Ketika Perempuan Desa Menjadi Jalan Kebaikan

SOPPENG27 Dilihat

Ramadan dan Kepedulian.
Sejumlah pengurus Bhayangkari bersama aparat TNI–Polri dan pemerintah kecamatan menyalurkan paket bantuan kepada warga. Di bulan puasa, solidaritas sosial kembali menemukan wajahnya yang paling sederhana: berbagi.


Penulis: Idris


Langkah Bhayangkari, Persit, dan PKK Citta Menyusuri Rumah-Rumah Sunyi

.

Pagi di Kecamatan Citta masih basah oleh embun ketika langkah-langkah itu mulai bergerak.

Jalan desa masih lengang.
Beberapa anak ayam berlarian di halaman rumah panggung.
Dari kejauhan, suara azan Subuh yang tadi menggema di masjid kampung seakan masih tersisa di udara.

Di tengah keheningan pagi itu, sekelompok perempuan berjalan menyusuri jalan tanah yang sempit.

Di tangan mereka ada kantong-kantong sembako.

Mereka tidak membawa spanduk.
Tidak pula iring-iringan kendaraan.

Hanya langkah yang pelan. Dan tujuan yang jelas.

Mengetuk pintu rumah warga.

Pagi itu, Senin, 9 Maret 2026, para perempuan dari Bhayangkari Polsubsektor Citta, Persit, dan Tim Penggerak PKK Kecamatan Citta memulai perjalanan kecil yang barangkali tidak akan tercatat dalam angka statistik pembangunan.

Tetapi bagi sebagian warga desa, perjalanan itu bisa berarti banyak.

Mereka menyusuri empat desa di wilayah Kecamatan Citta, Kabupaten Soppeng. Rumah demi rumah didatangi.

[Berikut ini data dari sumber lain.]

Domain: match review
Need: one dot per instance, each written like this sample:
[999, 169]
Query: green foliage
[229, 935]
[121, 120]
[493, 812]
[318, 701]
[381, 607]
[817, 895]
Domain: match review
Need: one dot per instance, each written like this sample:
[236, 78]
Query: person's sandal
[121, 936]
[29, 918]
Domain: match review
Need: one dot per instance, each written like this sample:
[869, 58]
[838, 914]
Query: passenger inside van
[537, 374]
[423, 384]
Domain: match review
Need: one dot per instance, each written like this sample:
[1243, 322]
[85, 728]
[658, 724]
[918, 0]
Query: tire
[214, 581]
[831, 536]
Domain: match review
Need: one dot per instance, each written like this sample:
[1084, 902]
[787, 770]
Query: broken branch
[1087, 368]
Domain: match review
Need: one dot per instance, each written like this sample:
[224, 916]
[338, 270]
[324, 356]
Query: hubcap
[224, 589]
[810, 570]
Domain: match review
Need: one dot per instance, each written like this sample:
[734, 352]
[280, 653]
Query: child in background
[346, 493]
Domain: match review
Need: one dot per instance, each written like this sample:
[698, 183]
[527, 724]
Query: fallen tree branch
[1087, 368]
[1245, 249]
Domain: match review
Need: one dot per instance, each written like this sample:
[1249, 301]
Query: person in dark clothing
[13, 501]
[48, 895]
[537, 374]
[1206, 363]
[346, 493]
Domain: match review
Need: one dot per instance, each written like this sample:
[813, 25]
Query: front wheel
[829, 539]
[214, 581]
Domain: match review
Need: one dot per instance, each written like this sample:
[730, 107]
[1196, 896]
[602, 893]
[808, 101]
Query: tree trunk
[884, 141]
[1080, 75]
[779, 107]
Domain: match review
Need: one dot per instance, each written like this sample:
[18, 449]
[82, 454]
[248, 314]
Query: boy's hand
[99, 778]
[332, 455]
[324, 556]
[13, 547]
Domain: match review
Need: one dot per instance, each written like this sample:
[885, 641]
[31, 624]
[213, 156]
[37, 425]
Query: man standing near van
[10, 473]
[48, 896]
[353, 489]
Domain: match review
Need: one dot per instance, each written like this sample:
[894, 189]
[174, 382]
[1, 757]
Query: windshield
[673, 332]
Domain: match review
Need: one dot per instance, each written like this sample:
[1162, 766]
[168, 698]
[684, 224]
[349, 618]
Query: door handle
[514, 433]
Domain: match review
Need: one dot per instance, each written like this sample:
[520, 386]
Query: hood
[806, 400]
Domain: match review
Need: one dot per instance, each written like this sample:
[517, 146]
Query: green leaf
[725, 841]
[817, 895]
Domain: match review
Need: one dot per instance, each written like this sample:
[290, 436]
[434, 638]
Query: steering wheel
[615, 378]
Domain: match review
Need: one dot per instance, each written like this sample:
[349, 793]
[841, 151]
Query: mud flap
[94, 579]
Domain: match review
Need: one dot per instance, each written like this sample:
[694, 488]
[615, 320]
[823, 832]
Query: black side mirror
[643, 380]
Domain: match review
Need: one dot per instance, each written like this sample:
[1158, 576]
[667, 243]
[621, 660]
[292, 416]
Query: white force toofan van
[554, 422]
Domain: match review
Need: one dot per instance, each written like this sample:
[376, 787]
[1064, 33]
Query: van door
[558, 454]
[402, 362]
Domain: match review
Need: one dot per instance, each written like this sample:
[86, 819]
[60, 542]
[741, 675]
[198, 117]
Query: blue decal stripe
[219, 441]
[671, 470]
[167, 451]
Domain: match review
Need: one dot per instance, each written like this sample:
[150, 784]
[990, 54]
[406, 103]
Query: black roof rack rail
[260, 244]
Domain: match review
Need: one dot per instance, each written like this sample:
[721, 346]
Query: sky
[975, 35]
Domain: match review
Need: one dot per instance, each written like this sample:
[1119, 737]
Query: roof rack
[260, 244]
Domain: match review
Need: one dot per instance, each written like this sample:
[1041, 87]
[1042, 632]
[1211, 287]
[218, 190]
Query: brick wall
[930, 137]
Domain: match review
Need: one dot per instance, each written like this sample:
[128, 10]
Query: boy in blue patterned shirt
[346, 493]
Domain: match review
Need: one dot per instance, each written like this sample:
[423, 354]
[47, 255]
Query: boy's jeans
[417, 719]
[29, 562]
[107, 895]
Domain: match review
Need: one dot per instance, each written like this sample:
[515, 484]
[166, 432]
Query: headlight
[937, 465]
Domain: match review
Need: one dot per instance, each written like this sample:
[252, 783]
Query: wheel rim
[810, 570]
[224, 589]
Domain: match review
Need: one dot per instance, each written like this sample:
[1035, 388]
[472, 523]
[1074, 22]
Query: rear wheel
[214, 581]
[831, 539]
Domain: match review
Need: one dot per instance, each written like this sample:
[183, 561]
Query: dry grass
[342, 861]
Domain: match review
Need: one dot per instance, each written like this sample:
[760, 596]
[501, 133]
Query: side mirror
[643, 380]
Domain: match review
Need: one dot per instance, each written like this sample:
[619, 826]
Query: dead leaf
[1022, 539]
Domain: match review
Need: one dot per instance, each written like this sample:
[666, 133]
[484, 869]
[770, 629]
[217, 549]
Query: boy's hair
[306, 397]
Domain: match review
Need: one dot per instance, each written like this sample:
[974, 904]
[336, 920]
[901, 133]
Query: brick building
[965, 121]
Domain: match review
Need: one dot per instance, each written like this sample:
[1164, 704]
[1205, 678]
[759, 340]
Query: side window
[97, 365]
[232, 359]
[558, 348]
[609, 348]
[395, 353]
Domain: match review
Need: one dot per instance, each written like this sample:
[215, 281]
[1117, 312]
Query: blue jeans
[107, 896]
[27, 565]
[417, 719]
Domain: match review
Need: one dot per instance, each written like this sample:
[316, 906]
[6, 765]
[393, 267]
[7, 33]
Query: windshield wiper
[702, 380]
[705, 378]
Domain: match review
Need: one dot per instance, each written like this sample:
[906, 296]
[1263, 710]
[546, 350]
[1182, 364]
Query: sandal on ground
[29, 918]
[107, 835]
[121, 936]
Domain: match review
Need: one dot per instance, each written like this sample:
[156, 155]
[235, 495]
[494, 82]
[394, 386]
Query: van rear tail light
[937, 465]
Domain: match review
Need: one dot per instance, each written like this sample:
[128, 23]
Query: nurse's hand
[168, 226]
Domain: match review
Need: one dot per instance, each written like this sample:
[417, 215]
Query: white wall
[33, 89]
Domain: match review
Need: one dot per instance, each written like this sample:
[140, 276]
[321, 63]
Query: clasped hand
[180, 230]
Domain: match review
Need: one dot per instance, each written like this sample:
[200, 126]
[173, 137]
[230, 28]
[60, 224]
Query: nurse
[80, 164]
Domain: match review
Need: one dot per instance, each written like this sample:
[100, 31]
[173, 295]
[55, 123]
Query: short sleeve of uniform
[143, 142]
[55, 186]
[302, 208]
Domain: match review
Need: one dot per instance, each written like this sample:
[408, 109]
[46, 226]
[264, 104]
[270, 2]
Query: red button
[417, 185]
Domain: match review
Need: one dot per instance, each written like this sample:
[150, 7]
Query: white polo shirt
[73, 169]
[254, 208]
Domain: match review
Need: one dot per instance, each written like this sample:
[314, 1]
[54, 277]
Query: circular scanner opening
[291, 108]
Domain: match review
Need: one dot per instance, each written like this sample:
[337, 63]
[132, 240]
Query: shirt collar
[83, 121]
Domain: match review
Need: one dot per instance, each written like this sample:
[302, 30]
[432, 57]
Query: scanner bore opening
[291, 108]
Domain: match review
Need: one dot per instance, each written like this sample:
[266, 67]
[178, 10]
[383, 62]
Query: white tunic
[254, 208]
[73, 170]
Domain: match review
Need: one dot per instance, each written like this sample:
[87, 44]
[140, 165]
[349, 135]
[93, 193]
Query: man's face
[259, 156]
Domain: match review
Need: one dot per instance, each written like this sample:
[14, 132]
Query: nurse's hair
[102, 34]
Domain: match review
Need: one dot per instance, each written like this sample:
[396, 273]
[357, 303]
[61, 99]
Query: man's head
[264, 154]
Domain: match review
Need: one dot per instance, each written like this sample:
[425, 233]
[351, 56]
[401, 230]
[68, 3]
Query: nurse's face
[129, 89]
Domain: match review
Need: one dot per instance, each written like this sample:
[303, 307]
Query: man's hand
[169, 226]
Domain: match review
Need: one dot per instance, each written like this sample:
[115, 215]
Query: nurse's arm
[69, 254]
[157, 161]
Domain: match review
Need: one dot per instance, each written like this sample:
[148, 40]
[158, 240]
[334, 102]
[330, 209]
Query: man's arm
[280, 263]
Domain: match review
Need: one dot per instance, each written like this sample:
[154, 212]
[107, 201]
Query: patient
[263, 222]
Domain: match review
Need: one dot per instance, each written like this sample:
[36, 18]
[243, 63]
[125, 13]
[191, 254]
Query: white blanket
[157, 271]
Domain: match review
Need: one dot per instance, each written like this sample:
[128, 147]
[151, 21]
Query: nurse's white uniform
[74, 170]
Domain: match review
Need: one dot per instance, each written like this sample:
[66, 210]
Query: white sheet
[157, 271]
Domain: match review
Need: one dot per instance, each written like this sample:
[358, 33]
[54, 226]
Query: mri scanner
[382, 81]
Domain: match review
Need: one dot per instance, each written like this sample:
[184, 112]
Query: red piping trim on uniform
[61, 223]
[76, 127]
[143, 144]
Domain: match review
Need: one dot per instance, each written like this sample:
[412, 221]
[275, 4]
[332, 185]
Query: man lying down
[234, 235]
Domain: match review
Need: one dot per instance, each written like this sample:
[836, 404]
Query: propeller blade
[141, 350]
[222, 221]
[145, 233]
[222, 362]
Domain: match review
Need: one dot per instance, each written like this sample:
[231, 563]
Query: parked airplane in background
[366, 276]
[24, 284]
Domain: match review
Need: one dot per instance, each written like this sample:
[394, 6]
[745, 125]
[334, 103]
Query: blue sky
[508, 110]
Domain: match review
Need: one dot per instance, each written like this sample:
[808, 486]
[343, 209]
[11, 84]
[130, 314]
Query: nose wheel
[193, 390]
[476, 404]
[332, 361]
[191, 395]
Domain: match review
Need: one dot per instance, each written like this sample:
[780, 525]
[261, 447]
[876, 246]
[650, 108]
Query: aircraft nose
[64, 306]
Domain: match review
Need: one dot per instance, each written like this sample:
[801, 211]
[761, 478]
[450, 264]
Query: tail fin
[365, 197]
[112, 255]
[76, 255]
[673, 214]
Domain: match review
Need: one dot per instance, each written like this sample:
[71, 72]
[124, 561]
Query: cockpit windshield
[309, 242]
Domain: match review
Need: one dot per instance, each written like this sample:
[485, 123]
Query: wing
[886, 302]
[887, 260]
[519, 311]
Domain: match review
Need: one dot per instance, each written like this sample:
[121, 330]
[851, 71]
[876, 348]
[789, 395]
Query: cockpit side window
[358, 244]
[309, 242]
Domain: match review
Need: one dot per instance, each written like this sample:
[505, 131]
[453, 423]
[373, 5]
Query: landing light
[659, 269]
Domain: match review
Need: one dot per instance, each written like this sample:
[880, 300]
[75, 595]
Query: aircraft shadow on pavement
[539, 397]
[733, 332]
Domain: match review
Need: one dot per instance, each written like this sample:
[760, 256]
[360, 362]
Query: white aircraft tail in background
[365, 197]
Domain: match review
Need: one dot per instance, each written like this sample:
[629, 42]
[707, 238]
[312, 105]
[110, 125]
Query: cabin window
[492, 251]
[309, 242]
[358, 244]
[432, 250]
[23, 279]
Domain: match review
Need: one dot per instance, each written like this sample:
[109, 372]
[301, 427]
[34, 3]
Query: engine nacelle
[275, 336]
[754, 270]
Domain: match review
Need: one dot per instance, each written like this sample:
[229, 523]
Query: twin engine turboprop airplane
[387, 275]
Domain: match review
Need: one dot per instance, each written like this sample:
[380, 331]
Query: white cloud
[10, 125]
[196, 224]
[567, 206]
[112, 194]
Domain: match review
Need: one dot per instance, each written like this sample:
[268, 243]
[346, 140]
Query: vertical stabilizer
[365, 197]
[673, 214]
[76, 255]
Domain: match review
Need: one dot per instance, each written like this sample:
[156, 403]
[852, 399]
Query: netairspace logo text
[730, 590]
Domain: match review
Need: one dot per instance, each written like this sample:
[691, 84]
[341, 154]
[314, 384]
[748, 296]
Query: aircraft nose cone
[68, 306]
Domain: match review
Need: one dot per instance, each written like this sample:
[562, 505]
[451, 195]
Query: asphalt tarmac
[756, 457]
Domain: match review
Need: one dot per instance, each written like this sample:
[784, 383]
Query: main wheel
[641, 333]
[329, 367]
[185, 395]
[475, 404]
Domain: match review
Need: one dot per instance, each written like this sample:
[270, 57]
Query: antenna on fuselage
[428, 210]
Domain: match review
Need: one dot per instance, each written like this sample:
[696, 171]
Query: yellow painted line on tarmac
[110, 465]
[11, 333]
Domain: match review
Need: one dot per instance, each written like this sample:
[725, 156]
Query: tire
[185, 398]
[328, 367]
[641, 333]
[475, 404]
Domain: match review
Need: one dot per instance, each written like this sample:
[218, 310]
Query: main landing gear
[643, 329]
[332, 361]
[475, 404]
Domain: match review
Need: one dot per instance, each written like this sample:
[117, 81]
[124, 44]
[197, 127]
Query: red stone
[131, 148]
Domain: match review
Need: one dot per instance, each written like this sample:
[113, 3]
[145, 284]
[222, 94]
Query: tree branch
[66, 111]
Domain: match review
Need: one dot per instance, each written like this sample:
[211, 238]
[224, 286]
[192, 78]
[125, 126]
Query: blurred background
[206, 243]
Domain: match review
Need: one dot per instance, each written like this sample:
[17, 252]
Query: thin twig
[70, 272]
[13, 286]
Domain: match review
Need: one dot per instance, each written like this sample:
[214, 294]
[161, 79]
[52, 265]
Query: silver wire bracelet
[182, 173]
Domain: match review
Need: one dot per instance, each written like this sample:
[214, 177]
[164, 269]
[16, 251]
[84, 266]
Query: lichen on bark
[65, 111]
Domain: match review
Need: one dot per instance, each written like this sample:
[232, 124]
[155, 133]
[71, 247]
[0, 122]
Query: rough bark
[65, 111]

Pintu demi pintu diketuk.

Sebanyak 23 paket sembako dibagikan kepada warga prasejahtera.

Isinya sederhana: beras, minyak goreng, gula, dan kebutuhan pokok lain.

Namun yang membuat perjalanan itu terasa berbeda bukanlah isi paketnya.

Melainkan cara ia diberikan.

Bukan di kantor desa.
Bukan dalam seremoni.
Melainkan langsung di depan pintu rumah warga.

Door to door.

Di sebuah rumah panggung yang catnya mulai pudar, seorang ibu tua membuka pintu perlahan. Wajahnya sempat terlihat bingung. Barangkali ia tidak menyangka ada tamu datang pagi-pagi.

Para perempuan itu menyapanya dengan senyum.

Percakapan pendek terjadi.
Beberapa kalimat sederhana.
Tetapi cukup untuk membuat suasana rumah yang sunyi menjadi hangat.

Ibu tua itu menerima paket sembako dengan tangan yang sedikit gemetar.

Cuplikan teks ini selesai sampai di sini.